People should be encouraged by health professionals and those close to them to think positively about their health and future wellbeing. There’s a clear link between someone’s ability to manage emotional and psychological issues and their being motivated to self care. However, some carers take too much responsibility upon themselves and do not encourage the patient to self care independently. People with diabetes for instance, may be actively ‘managed’ by their partners in relation to their diet, blood sugar monitoring, etc. Then if that partner or carer dies or has to go away they’re not able to manage their diabetes on their own.
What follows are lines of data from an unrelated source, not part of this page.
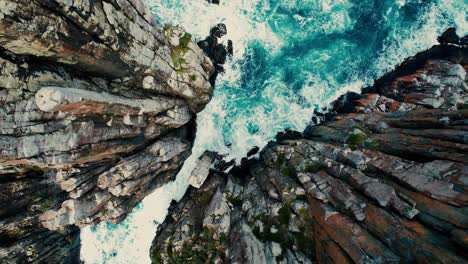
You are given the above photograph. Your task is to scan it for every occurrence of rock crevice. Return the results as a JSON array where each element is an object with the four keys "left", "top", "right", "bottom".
[
  {"left": 0, "top": 0, "right": 215, "bottom": 263},
  {"left": 151, "top": 37, "right": 468, "bottom": 263}
]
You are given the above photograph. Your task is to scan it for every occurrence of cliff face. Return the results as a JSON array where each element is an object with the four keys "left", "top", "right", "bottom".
[
  {"left": 0, "top": 0, "right": 214, "bottom": 263},
  {"left": 151, "top": 45, "right": 468, "bottom": 263}
]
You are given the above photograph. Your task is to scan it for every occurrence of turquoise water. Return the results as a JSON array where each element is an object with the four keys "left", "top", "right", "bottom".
[{"left": 82, "top": 0, "right": 468, "bottom": 263}]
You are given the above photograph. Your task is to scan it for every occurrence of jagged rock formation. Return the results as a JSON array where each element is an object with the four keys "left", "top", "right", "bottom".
[
  {"left": 0, "top": 0, "right": 214, "bottom": 263},
  {"left": 151, "top": 39, "right": 468, "bottom": 263},
  {"left": 197, "top": 23, "right": 233, "bottom": 77}
]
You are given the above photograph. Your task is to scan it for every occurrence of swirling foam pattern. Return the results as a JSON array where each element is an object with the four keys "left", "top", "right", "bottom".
[{"left": 81, "top": 0, "right": 468, "bottom": 263}]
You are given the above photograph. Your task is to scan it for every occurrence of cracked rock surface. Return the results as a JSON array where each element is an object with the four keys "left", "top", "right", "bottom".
[
  {"left": 0, "top": 0, "right": 214, "bottom": 263},
  {"left": 151, "top": 42, "right": 468, "bottom": 263}
]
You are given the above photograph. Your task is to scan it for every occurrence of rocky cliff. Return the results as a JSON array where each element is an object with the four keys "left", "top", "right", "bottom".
[
  {"left": 151, "top": 36, "right": 468, "bottom": 263},
  {"left": 0, "top": 0, "right": 214, "bottom": 263}
]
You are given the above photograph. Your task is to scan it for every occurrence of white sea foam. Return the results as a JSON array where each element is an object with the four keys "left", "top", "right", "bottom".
[{"left": 81, "top": 0, "right": 468, "bottom": 264}]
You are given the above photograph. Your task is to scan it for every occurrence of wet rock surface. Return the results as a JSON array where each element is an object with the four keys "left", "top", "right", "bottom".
[
  {"left": 198, "top": 23, "right": 233, "bottom": 79},
  {"left": 0, "top": 0, "right": 214, "bottom": 263},
  {"left": 151, "top": 42, "right": 468, "bottom": 263}
]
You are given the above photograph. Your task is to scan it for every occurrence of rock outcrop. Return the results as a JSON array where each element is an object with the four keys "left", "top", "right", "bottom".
[
  {"left": 151, "top": 37, "right": 468, "bottom": 263},
  {"left": 0, "top": 0, "right": 214, "bottom": 263}
]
Someone who’s had a stroke may have physical or cognitive impairments that make self care difficult, and need all the support they can get from family and friends. Other patients may have caring responsibilities themselves (children or other dependents), and that restricts their ability to undertake self care for themselves.

Q. My aunt moved here from West Africa in the 1980s. She doesn’t consider her high blood pressure as being a health problem and she sees her obesity as a mark of her wealth and status, rather than these adversely affecting her health.

A. Attitudes towards health, disease and self care vary according to people’s cultural background. Knowing more about their disease or ill health helps someone to take better care of themselves. So find some reliable information on the internet, maybe from a national charity linked to a particular health condition, or NHS websites. People who are better informed about their condition tend to be more motivated to self care and hopefully your aunt will realise she must take her prescribed medication and lose weight.